Out-of-Hospital Cardiac Arrest: A Strategy for Scotland

The Out-of-Hospital Cardiac Arrest(OHCA) strategy, which has been developed in collaboration with a range of stakeholders, is a 5 year plan with the aim of ensuring that by 2020 Scotland becomes an international leader in OHCA outcomes. The headline aim is to save an additional 1,000 lives by 2020.


Leadership and Governance

The ambition to make Scotland an 'International Leader for OHCA Outcomes' demands clear and effective leadership at all levels to ensure that the complex range of aims and actions are designed and delivered by a wide range of stakeholders across the whole country. This will require a shared understanding and commitment to the overarching strategic aims of the strategy and its components. Effective delivery will require contributions from the public sector, academia, third and voluntary sectors and crucially from communities themselves.

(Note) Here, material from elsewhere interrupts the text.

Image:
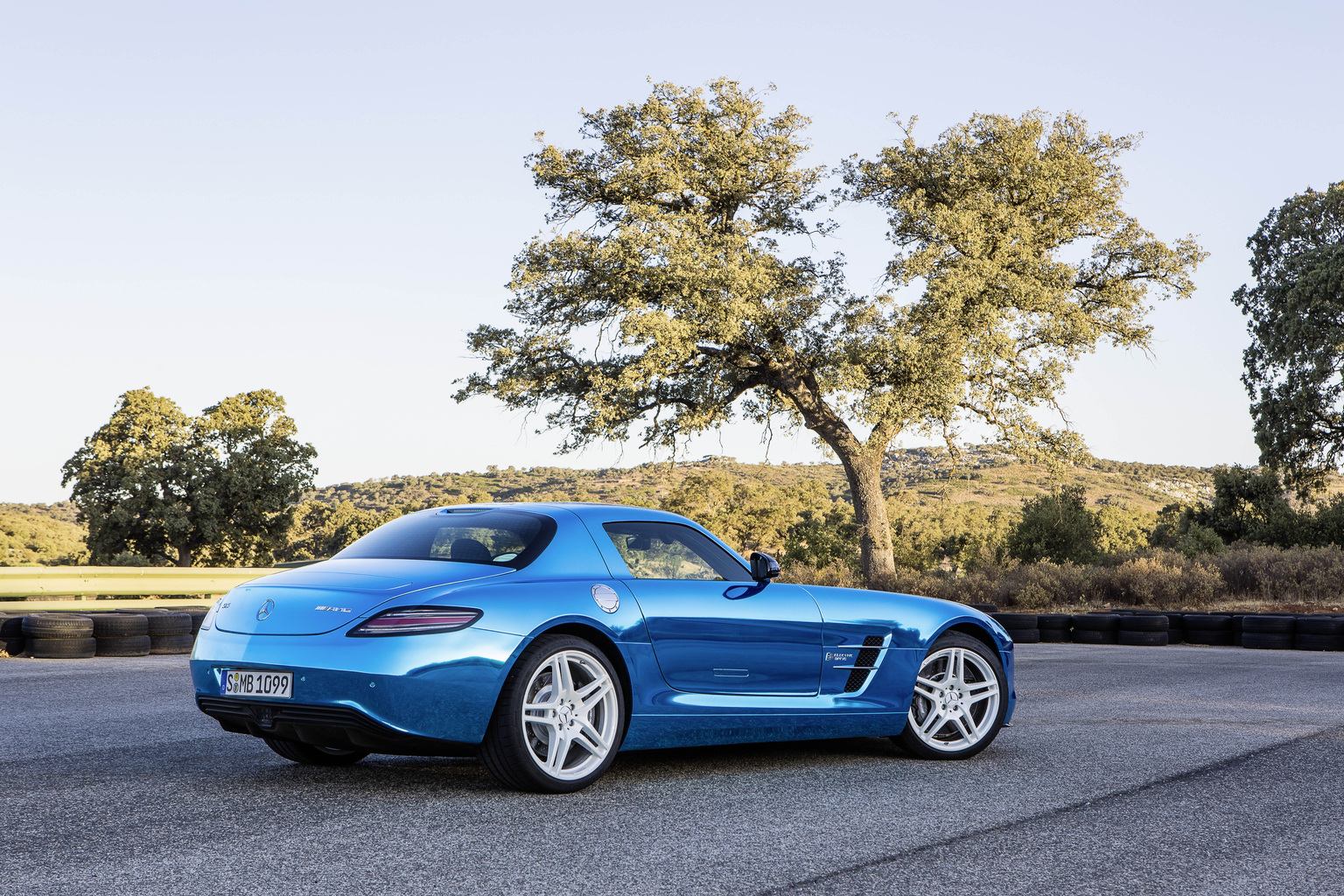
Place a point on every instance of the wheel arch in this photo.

In order to provide governance and co-ordination of the OHCA Strategy, the Scottish Government will continue to host a Reference Group to bring together the leaders of the main stakeholder groups. This group, chaired by the Director-General for Health and Social Care, will meet to maintain an overview of progress and help to ensure a continuing national focus on OHCA. The Reference Group will be supported by an OHCA Strategic Delivery Group which will further develop the themes and proposals set out in this strategy and be responsible for co-ordination, information sharing and reporting.

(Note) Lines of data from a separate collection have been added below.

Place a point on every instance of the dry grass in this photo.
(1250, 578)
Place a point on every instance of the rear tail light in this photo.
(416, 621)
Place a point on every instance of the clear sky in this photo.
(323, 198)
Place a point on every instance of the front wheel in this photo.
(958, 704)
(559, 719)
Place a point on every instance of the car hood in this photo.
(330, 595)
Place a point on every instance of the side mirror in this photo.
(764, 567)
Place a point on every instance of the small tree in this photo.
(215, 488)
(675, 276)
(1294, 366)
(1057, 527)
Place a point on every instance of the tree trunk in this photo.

However, central to the success of our aim to change the system and improve outcomes of OHCA will be the commitment and drive of the national and local groups and organisations - and the people within them - who have a role in responding to OHCA.

Measures and Monitoring

The monitoring, effective use and also the public reporting of performance and outcome data will be a key driver of the implementation of the strategy. The OHCA Registry and an appropriate mechanism to ensure that the data within it is effectively captured, quality assured, analysed and used is central to this. Work to develop the Scottish OHCA Registry is already in hand and it is hoped that it will be fully operational during 2016.

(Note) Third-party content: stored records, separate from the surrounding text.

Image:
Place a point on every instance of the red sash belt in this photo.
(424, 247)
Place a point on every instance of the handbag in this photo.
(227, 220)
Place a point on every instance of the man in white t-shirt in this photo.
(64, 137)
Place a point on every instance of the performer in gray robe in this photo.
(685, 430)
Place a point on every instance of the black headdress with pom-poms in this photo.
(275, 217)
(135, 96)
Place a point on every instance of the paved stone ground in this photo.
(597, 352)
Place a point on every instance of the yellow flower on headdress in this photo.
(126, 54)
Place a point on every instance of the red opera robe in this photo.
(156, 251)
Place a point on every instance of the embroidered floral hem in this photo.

A subset of measurable objectives will be developed to demonstrate progress towards the strategic aim. These objectives will be locally applicable but will also be matched against internationally agreed comparators in order to objectively evidence our international position.

Costs and Benefits

There are of course costs as well as benefits to seeking to improve Scotland's response to OHCA. However, little has been published on the cost effectiveness of addressing OHCA and the health economics case around OHCA is rather limited. It is also difficult in the context of a complex, multi-organisational system, to easily calculate the net additional costs of improving OHCA given that it is not clear at this stage what proportion of the proposed improvements might be absorbed through different and more effective use of existing resources. Or what efficiencies might be achieved through better co-ordination amongst stakeholders.

Having agreed to the principle that Scotland can and should improve our OHCA outcomes, stakeholders individually and in collaboration need to continue to develop their improvement programmes to determine how best to take forward the necessary actions.

Quite rightly, the focus must be on the benefits to patients and their families. Our aim that by 2020 some 300 more lives will be saved every year (compared to now) is ambitious, important and achievable.